When Muslims Convinced Christians to be Zionists

“Of course we want Zionists to come into Palestine. We know what will happen.”

Muslim Zionists convince British politicians to push forward with a Jewish state.
Public domain

Would you believe that once upon a time Arab Muslim leaders were busy convincing Western Christian politicians to get onboard with the Zionist enterprise of reestablishing a Jewish state in the Middle East?

Kind of the opposite of what’s going on today, when most Arab leaders routinely call into question the legitimacy of Israel’s existence.

But in 1919, fresh off their victory over the Ottomans in World War I, the Arab world’s top leaders recognized the enormous benefits of having the Jewish people return to and reestablish sovereignty in the Holy Land.

Ironically, it was Christian politicians from the UK that needed convincing, despite the fact that it was their own government steered by Bible-believing men like Lord Arthur Balfour that had gotten the ball rolling on this idea of a restored Jewish state.

Among those British delegates to the Paris Peace Conference was Philip Noel-Baker, who would later go on to win the Nobel Peace Prize. At the time, Noel-Baker was a young rising star in British politics, and his support for various aspects of the deals and treaties being hammered out was seen as important.

But he was unconvinced that the promises made to the Jewish people in the Balfour Declaration of 1917 could be realized, that the Arabs would accept a Jewish state in the Middle East.

Noel-Baker is quoted as saying in the book End of Empire:

“I did not believe the Arabs would accept a Jewish national home in Palestine, but one of my colleagues took me to see the Emir Feisal in Geneva. T.E. Lawrence, the great friend of the Arab leaders, was with him and Feisal said that the arrival of European Jews with their energy and enterprise and modern scientific skills would be good for Palestine and good for the Arabs. It was that conversation which converted me to Zionism.”

Feisal (r.) in Syria with Chaim Weizmann, leader of the Zionist movement and later first president of the State of Israel.

The Emir Feisal, ruler of Mecca, was in the wake of World War I seen as the de facto leader of the entire Arab world. T.E. Lawrence is, of course, the man we more commonly know as “Lawrence of Arabia.”

Twenty years later, in 1939, Noel-Baker appeared before Parliament to oppose British efforts to curb Jewish immigration to the Holy Land, again noting that the influx of Jews had been both accepted and welcomed by the Arab leadership.
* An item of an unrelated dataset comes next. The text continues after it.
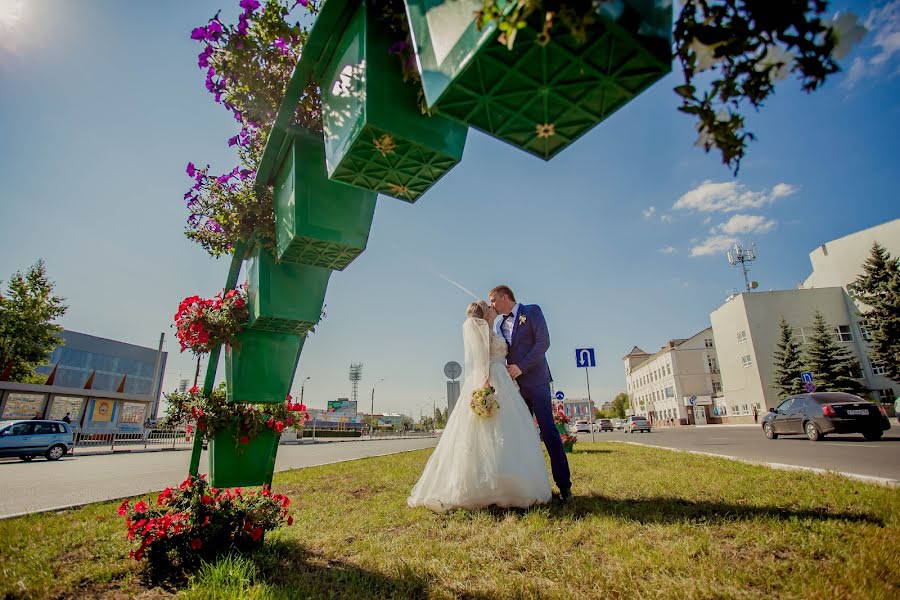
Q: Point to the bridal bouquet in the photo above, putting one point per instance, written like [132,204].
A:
[484,402]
In 1981, Noel-Baker was interviewed for the Israeli documentary Pillar of Fire, and recalled that eye-opening meeting with the Emir Feisal and Lawrence of Arabia:

“And when I got to the lunch [with my colleague], who were his other guests but Lawrence of Arabia and the Emir Feisal. And I was converted to Zionism by those two men. Feisal making his speeches, and Lawrence translated from the Arabic. And the Emir Feisal said to me, ‘Of course we want Zionists to come into Palestine. We know what will happen. They’ll bring vast sums of American and other capital, they’ll bring in the greatest scientists in the world, all the greatest scientists are Jewish, and the territory of Palestine, now so arid and so much of it a desert, it will become a garden and blossom like the rose. We shall borrow their experts, we shall work together, we shall do the same in all the countries which we Arabs have turned into deserts.’”

It is a shame that the Emir Feisal’s vision was never realized, instead being swallowed up by violent revolutions and radicalism.

But what is clear is that today’s Arab rejection of Israel and the insistence that Jews are foreign colonizers with no legitimate place in the Middle East is a relatively new phenomenon. Just 100 years ago, the leaders of the Arab world were eager to welcome the Jews home.